Kıbrıs müzakerelerine ilişkin  olarak Cenevre’de  9-10-11 Ocak tarihlerinde gerçekleşen görüşmelerin  son gününde haritaların  sunularak BM kasasına konulmasının ardından  12 Ocak’ta  garantör ülkelerin de katılımıyla , “Güvenlik ve Garantiler” ana  gündem  maddesiyle Konferans  düzenlenmesi önemli gelişmeler olarak değerlendirenler var!...

Beşli konferansın ardından 18  Ocak’ta  garantör ülkelerden   uzmanların  bir araya gelmesiyle  başlayan  görüşmelerde süreçte ilerleme olması halinde, üst düzey boyuta  taşınacak  müzakerelerde  , Kıbrıs’ta  iki toplumlu  bir federal yapının  oluşturulması için  çalışmaların  hızlanmasını  bekleyenler vardı ama  başarısızlıkla  sonuçlanması kaçınılmazdı. Nitekim de öyle oldu.…

11 Ocak’ta sunulan  haritaları her iki taraf da  kabul edilemez olarak değerlendirmişlerdi. Nitekim Rum tarafının sunduğu haritayla ilgili olarak yapmış olduğu açıklamada:  “Gerçekten kabul edilecek bir harita değil, bunu kabul edecek bir tek Kıbrıslı Türk  de çıkmaz” ifadelerini kullanmıştı.

İyi niyetle yapılan ikazları dikkate almayarak ‘harita’ sunan ve KKTC’de çok tenkit edilen  sayın Akıncı: Ben Denktaş’ın 29+’sını verdim diyerek işin kolayına gitmeyi tercih etti. Ama meselenin aslı öyle  değildir!.. 17 Ocak 1985’te BM Genel Sekreteri Perez De Cuellar tarafından ilan edilen belgede %29’a varan  bir toprak tavizi gündeme getirilirken  belirleyici faktör olarak yerlerine  dönecek göçmenlerin sayısını dikkate alınıyordu. Türk tarafı için kendilerinden onay alınmadan  böyle bir çalışmanın yapılması kabul edilecek bir durum değildir  diyen Kurucu Cumhurbaşkanımız Rauf Denktaş, her iki kesimin  elinde bulunduracakları toprağın verimlilik , mülkiyet oranı  ve yaşanabilir olması gerektiğini dile getirerek %29 değil, %29(+) şeklinde bir öneride  bulunmuş ve  1989’da Cuellar formülünün artık geçersiz olduğunu dile getiriyordu… Yine o günlerde sunulan herhangi bir harita kesinlikle yoktur. Diğer bir önemli konu da o günde   Mülkiyet konusunda global bir çözüm vardı, takas ve tazminatlar vardı; 4 temel özgürlüğün ve AB normları uygulaması da yoktu!... Böyle bir taviz de verilmemişti…

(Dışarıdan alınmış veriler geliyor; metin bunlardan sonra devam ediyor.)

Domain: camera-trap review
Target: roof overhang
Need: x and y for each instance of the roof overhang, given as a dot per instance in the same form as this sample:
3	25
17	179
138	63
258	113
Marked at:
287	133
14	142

Konu ile ilgili olarak da  ben o günleri  dakikası dakikasına yaşadım diyen Cumhurbaşkanlığı eski Basın Danışmanı sayın  Özer Kanlı “Denktaş bey sadece; Cuellar belgesini çerçeve olarak kabul ettiğini açıklamış daha sonra  da 1987’de KKTC Meclisi aldığı bir kararla Rumlara Cuellar belgesini çerçeve olarak  kabul etme çağrısında bulundu” diyor.

Gelinen aşmada  KKTC ve Türkiye  , Kıbrıs’ta Türkiye’nin  garantörlüğü  ve Türk askerinin mevcudiyetinin    her koşulda devam etmesi gerektiğini savunurken, Rum tarafı ve Yunanistan  ise  garanti anlaşmalarının iptalini  ve  Türk askerlerinin  adadan ayrılmasını  şartını dile getirmeye devam etmektedirler..

Neticede, Ada’daki kalıcı barış ve istikrarı sağlamak amacıyla   7-11 Kasım ve 2021 Kasım 2016’da  İsviçre’nin  Mont Pelerin kasabasında  ,  9-10-11 Ocak’ta Cenevre’de yapılan görüşmelerde ve yine 12 Ocak’ta Cenevre’de gerçekleşen 5’li Konferans’ta Rum tarafı  masadan kalkan ve/veya  görüşmeleri askıya alan taraf olmuştur.

Konferansın  açılışı sırasındaki konuşmasının başında yine Anastasiadis yapacağını yaptı ve  Konferansta  ‘sözde’ “Kıbrıs Cumhuriyeti Başkanı ve  Kıbrıs Rum lideri” olarak  yer aldığını açıkça ifade ederken  TC Dışişleri Bakanı da Türkiye’nin Kıbrıs Cumhuriyeti’ni tanımadığını  dile getirdi. Yine Anastasiadis;  Mevlüt Çavuşoğlu’na hitaben “Türkiye’nin tezlerini biliyoruz, bu konuda kalmak istemiyorum, ne de zıtlık istiyorum.  Kıbrıs Cumhuriyeti Cumhurbaşkanı olarak buradayım, bunu siz de çok iyi biliyorsunuz” ifadesini  kullandı.

Esasında  sayın Akıncı ve sayın  Çavuşoğlu  Anastasiadis’e dersini vermeli ve de sözlerini geri almadığı taktirde Konferansı terk etmeliydiler ama esas suçlu sözlerini düzeltmesini istemeyen  BM Genel Sekreteri’nin  Kıbrıs Özel Danışmanı Eide’dir. 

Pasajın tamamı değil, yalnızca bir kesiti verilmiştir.